Studying conservation is also, of course, depressing. I’m learning so much about the many, many, many ways we are failing this planet and all the life in it. Animals going extinct, waterways getting polluted, food systems collapsing. Ecologist Aldo Leopold once wrote that to learn about ecology is to “live alone in a world of wounds”. I thought about this when I saw the picture of Mt. Fuji with no snow on it. I think about this when I’m planting trees that may not be able to survive in ten, twenty years.

But all of this environmental collapse was already happening even before I knew about it. The difference is, now I do know, and I can do something about it. Maybe none of it will matter; it’s hard to remain optimistic. But I definitely wasn’t helping the planet or anyone on it when I was filing Jira tickets and moving rectangles around in Figma.
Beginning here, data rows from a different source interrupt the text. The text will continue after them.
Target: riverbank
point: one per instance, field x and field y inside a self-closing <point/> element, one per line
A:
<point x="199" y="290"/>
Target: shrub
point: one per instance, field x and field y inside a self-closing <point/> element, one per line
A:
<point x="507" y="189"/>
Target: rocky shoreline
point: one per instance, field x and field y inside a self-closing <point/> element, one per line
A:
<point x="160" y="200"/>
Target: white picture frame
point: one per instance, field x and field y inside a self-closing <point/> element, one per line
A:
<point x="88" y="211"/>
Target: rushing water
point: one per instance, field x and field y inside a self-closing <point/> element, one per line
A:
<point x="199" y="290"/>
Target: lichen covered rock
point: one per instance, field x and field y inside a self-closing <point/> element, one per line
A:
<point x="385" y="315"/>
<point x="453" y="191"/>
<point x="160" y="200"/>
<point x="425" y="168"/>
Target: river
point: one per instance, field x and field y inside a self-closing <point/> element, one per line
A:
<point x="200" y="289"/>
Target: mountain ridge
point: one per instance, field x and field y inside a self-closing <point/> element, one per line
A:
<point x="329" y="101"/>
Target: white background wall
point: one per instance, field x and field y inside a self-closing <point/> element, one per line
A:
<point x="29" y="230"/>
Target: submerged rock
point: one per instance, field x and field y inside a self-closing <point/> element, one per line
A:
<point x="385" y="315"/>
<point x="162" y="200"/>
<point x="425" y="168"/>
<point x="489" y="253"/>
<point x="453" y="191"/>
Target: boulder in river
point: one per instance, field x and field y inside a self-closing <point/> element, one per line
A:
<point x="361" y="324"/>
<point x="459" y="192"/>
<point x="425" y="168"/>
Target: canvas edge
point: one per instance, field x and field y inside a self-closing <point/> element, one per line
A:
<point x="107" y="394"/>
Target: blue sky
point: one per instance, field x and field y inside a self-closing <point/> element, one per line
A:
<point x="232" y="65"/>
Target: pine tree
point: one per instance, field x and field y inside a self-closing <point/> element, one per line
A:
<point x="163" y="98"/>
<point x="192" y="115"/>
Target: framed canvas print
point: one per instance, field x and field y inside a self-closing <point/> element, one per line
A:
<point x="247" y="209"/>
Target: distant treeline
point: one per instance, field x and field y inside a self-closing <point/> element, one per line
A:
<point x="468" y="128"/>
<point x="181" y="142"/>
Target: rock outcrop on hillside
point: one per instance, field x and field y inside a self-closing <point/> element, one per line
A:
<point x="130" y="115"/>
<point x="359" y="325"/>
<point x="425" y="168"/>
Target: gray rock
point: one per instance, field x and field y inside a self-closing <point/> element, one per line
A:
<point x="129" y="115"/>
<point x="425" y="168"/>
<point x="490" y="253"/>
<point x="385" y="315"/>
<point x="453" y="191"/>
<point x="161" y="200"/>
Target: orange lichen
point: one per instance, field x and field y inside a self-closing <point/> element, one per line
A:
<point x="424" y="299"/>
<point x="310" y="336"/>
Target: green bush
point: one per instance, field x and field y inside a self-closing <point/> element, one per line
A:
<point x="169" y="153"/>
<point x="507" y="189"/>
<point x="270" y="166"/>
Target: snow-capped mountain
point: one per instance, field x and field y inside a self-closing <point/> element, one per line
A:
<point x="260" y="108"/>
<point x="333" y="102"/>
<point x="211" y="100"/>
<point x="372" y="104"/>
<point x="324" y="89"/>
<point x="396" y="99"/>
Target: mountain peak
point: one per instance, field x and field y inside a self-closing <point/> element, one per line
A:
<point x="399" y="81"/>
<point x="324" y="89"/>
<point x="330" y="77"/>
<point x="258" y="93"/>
That’s meaningless work. Sorry if you like doing it but it’s meaningless. Probably even harmful. I’m saying this without judgment by the way. I did it for over ten years!

Maybe this is why I can meet today as calmly as I am. There was always work to do, and there still is. Even if Harris had won, there would be work to do; Democrats aren’t as good on climate change as we need them to be either. But I have a clarity of purpose, and I’ve oriented my entire life towards that purpose: I want life to continue to thrive on this planet, instead of death. Not just human life, but all of it: the plants, the birds, the bugs, the critters, the bacteria, everything. In 2016 I wanted that too but I felt stuck, like all I could do was to keep going through the motions and just watch horrors unfold on a screen from a distance. I’m tired of doing that. I don’t just have to watch helplessly, and you don’t either. Every living thing needs help right now. A friend needs a ride to the abortion clinic, a tree needs to get planted, a bird needs a tree to build a nest, a community needs clean drinking water, a stranger needs help covering medical bills, a child in Gaza needs food and a future. I need a future. You need a future.

I appreciate the beauty of Leopold’s quote, but I think he was wrong. We aren’t alone in this world of wounds. We have each other. And we have so much to get done. So let’s get to work.